The Hamilton Spectator

Failure to get the full story costs employer a bundle

- ED CANNING Ed Canning practises labour and employment law with Ross & McBride LLP in Hamilton, representi­ng both employers and employees. You can email him at ecanning@rossmcbrid­e.com

As an employer, no matter how sure you are of your facts, how convinced you are that some great wrong has been committed by an employee, there is only an upside to giving them a chance to explain themselves before terminatin­g the relationsh­ip.

Conversely, not giving the employee an opportunit­y to tell their side can have a significan­t downside.

Lorraine worked as a social worker for a small band council in Northern Canada for 20 years.

In a community of 1,200 people connected by roads only in the winter, jobs were scarce.

One day while she was at the only store in town, the band chief walked up to her and handed over what turned out to be a terminatio­n letter.

It accused her of verbally and physically assaulting a co-worker two weeks before at the band office where she worked. The employer claimed it had just cause to terminate her employment and offered no severance package.

Band councils are governed by the Canada Labour Code and under that legislatio­n an employee with more than a year’s seniority who is terminated can file an unjust dismissal complaint within 90 days of their terminatio­n date.

If the parties cannot mediate a resolution, an adjudicato­r is assigned and a hearing held. The remedies available range from lost wages to reinstatem­ent.

Although Lorraine had heard rumours of the allegation circulatin­g in her small community, her employer had never spoken to her about the issue.

At the hearing, Lorraine got to hear the details of the allegation­s that led to her terminatio­n.

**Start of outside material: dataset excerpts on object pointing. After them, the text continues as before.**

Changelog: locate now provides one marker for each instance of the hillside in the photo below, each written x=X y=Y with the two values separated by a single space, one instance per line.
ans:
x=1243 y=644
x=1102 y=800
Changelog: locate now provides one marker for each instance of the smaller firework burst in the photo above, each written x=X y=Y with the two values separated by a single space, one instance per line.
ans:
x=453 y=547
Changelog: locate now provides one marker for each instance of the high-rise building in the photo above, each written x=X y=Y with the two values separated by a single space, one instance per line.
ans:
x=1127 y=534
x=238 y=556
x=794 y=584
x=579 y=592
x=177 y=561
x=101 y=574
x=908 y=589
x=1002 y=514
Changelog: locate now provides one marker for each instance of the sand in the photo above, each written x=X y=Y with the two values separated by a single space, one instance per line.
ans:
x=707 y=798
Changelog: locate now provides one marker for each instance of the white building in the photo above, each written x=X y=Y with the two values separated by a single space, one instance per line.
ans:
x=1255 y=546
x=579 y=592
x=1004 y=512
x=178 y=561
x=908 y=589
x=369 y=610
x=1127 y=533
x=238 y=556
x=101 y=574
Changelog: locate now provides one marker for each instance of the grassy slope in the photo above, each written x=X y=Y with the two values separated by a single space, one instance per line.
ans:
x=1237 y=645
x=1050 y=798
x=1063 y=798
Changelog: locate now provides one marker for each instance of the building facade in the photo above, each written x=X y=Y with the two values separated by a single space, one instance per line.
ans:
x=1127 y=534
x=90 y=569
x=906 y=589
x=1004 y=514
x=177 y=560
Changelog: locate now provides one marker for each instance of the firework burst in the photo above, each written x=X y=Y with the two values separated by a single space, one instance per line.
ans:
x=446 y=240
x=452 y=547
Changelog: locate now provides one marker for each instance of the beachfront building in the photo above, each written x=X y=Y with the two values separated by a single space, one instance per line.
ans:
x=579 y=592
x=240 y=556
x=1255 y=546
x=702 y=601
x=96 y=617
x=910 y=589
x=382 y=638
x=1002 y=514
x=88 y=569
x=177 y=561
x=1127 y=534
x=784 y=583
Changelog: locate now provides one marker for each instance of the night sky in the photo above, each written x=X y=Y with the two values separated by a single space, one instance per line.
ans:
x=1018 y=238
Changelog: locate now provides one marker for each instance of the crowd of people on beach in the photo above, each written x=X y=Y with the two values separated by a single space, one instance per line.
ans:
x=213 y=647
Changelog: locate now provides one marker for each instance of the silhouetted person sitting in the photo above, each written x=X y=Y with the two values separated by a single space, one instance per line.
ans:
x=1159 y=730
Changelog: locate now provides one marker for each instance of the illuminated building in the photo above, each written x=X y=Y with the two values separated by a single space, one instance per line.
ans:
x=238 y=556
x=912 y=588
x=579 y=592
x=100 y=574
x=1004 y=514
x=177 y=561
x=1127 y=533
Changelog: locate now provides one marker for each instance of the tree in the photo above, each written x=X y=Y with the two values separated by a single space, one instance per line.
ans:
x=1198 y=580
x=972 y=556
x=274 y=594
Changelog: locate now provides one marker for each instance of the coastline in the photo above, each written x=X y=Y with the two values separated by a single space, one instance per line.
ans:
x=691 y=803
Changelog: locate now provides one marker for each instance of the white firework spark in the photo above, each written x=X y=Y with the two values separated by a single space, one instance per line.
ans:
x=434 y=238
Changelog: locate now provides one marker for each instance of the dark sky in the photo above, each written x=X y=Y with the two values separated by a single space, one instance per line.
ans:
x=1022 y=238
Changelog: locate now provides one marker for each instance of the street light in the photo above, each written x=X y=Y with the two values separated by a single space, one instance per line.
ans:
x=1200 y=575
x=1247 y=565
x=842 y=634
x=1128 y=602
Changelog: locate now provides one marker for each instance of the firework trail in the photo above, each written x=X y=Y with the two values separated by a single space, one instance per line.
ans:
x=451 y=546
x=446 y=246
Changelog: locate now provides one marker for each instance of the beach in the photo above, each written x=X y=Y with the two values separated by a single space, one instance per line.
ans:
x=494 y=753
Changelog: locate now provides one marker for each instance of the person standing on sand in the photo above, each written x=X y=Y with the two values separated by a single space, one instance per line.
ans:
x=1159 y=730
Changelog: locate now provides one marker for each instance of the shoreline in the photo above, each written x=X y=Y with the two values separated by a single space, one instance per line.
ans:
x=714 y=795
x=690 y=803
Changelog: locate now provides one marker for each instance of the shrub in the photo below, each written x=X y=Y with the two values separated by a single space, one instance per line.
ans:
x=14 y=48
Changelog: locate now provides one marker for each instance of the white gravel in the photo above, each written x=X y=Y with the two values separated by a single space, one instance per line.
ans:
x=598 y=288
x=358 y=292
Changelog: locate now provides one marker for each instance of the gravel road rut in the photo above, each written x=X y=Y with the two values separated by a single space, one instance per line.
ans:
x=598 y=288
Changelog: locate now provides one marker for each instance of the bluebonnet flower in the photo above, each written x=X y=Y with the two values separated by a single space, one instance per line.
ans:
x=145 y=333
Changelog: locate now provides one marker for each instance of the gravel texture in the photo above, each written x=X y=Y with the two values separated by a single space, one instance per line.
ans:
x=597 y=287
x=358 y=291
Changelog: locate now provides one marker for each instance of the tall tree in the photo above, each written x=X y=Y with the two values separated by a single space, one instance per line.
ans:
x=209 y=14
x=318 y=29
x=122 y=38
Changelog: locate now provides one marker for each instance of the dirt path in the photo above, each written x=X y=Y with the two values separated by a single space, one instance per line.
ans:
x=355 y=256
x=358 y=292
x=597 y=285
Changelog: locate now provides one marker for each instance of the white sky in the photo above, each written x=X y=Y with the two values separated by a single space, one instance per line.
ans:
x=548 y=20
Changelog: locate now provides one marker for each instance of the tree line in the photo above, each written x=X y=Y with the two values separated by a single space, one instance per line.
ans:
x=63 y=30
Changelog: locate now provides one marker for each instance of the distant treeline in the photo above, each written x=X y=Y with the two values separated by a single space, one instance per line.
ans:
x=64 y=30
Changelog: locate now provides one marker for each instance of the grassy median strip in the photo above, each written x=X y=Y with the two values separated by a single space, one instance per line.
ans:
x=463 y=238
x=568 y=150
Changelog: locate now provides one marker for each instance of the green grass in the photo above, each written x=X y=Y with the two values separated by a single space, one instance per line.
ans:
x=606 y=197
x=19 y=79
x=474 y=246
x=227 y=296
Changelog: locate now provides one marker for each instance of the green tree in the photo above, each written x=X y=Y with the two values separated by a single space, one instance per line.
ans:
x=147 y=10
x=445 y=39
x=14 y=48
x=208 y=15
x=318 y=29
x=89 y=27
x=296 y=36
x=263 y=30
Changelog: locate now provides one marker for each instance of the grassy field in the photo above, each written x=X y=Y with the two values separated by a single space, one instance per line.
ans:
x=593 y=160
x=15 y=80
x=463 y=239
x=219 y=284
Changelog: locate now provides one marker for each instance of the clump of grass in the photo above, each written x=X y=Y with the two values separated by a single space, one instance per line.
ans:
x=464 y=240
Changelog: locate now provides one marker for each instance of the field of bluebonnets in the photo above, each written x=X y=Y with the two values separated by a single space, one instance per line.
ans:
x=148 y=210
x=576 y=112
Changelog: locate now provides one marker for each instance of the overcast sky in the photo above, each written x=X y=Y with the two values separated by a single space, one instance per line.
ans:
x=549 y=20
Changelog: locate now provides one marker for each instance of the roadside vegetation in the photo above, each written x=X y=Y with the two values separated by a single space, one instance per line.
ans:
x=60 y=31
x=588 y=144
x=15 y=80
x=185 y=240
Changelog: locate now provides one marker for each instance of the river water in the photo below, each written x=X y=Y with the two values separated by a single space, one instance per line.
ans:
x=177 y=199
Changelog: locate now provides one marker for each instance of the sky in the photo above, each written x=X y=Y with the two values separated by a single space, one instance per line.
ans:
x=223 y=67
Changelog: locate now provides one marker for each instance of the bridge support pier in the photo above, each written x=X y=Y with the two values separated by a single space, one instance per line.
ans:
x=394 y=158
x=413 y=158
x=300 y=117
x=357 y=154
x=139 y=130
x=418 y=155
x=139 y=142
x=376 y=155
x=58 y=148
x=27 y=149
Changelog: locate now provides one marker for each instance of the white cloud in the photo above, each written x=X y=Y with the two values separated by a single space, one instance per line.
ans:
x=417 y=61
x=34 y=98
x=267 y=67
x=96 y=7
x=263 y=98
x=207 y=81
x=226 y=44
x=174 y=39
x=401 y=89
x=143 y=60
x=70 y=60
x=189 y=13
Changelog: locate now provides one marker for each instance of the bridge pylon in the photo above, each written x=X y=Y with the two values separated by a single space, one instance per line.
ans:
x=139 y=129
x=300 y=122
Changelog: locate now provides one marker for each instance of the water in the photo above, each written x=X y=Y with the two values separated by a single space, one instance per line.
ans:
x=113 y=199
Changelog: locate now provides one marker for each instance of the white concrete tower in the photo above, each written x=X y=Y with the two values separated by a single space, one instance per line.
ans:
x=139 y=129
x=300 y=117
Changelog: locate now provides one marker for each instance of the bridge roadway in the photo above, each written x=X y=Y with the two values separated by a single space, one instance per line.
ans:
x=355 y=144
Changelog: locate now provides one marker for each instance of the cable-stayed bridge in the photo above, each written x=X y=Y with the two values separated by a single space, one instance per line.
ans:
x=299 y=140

Her co-worker alleged that when a small child running around the band office fell and hurt himself, the co-worker was rushing through a doorway when he encountere­d Lorraine and she had given him a two-hand push against the wall.

Lorraine denied having made any physical contact with the coworker and gave evidence that she had no animosity whatever toward him. She thought they got along reasonably well.

It turned out that not even her immediate supervisor was consulted about the issue before Lorraine was terminated.

The adjudicato­r found that no genuine effort was made to get to the bottom of what happened.

He quoted the following words of the Supreme Court of Canada from a previous case: “The obligation of good faith and fair dealing is incapable of precise definition. However, at a minimum, I believe that in the course of dismissal, employers ought to be candid, reasonable, honest and forthright with their employees and should refrain from engaging in conduct that is unfair or is in bad faith by being, for example, untruthful, misleading or unduly insensitiv­e.”

The adjudicato­r noted that even if Lorraine had given her co-worker a push, it was in the context of a number of people rushing along a corridor to get to a potentiall­y injured child.

Lorraine was awarded nine months of lost wages. She had not found new work.

She was also awarded $10,000 for punitive damages for the embarrassm­ent and suffering she sustained due to the high-handed behaviour of her employer in not asking for her side of the story. Another $9,000 was awarded to cover her legal costs.

Even a five-minute conversati­on could have changed things for the employer.

I have often been consulted by employers who think there is no point in talking to the employee because they are certain of what behaviour took place and equally sure that there is no possible rational explanatio­n.

My experience is that just when you think there is no possible excuse, there is one.

Even if there is not and the employer was right about the situation from the beginning, you never lose points for having the conversati­on.